I suggest finding out if your father had a will.  In any case, cutting out the wife would be problematic at best.

Post # 7
Member
1537 posts
Bumble bee
  • Wedding: August 2015

Based on the wording of the will, I do not think the 30 day clause would apply to your father.  In regards to the per stirpes clause, your father would have had to pre-decease your grandmother in order for his inheritance to fall to his heirs (i.e. you).
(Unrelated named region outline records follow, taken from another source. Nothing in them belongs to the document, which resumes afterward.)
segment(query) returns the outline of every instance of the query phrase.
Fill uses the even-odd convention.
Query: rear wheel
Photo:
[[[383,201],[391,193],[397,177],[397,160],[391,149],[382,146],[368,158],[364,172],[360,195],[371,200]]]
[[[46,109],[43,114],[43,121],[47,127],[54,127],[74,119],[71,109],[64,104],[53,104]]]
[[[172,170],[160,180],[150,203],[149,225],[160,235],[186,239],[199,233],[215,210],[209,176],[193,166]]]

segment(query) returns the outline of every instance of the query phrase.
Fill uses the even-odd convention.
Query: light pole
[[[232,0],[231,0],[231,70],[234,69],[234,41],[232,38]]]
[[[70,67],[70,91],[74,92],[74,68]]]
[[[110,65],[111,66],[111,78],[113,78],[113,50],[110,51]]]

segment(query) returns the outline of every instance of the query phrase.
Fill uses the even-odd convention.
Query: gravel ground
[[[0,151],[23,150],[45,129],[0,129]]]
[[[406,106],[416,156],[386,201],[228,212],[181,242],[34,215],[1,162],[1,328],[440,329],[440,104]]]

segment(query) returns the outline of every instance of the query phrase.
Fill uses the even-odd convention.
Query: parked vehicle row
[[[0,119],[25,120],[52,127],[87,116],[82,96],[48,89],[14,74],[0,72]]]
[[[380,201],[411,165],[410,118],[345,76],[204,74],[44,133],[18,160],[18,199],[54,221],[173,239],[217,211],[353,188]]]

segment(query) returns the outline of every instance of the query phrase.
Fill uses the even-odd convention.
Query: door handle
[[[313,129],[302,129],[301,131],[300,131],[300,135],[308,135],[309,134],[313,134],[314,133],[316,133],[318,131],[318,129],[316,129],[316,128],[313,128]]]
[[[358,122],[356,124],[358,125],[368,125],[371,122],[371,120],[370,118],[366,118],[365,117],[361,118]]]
Since he did not, the inheritance from your grandmother seems like it would fall to your father and be subject to the provisions of his own will. 

 

Post # 8
Member
135 posts
Blushing bee
  • Wedding: May 2015

Not a lawyer, but I work in finance so I am somewhat familiar with this term.  Your understanding of the phrase “per stirpes” is correct, but the outcome will depend on the laws in your state as well.  I know that here most banks do not accept per stirpes as pertaining to accounts with them because it would be very difficult to obtain that information and organize the disbursement of funds.  POD accounts are more common here, where there is a beneficiary/beneficiaries on the accounts but if you are not named as the beneficiary, you will likely need to go through the legal system to obtain any of those funds.  Good luck with the lawyer!

Post # 10
Member
3935 posts
Honey bee
  • Wedding: June 2014

@adoc86:   Collect as much documentation as you can between now and your appt. with your lawyer.   

Post # 11
Member
9137 posts
Buzzing Beekeeper
  • Wedding: November 2013 - St. Augustine Beach, FL

@adoc86:  You may still be able to collect an elective share depending on which state you live in.  Make an appointment with a probate attorney ASAP.

Post # 12
Member
3210 posts
Sugar bee
  • Wedding: January 2014

I know nothing about your questions, but I just wanted to say, I’m so sorry for the loss of your grandmother and your father in such a short time. My heart goes out to you.

Post # 14
Member
7531 posts
Bumble Beekeeper

@adoc86:  So sorry to hear about the recent loss of both your grandmother and your father.  I hope that you are also healing well.  It certainly has been quite a month.  I hope that you can get to keep the things from your grandmother’s estate, also.  Best Wishes.

Post # 15
Member
11 posts
Newbee
  • Wedding: October 2014

I did a quick brush up on wills and some quick searching into Penn. law. (but of course, given the situation I think visiting an actual lawyer with expertise in Penn. law is important). As your grandmother died before you father, under my understanding all of the property etc. would have passed to you father. If you father died without a will, then it looks like 50% of his estate will go to his surviving spouse, and 50% will go to his issue (who is not the child of the surviving spouse).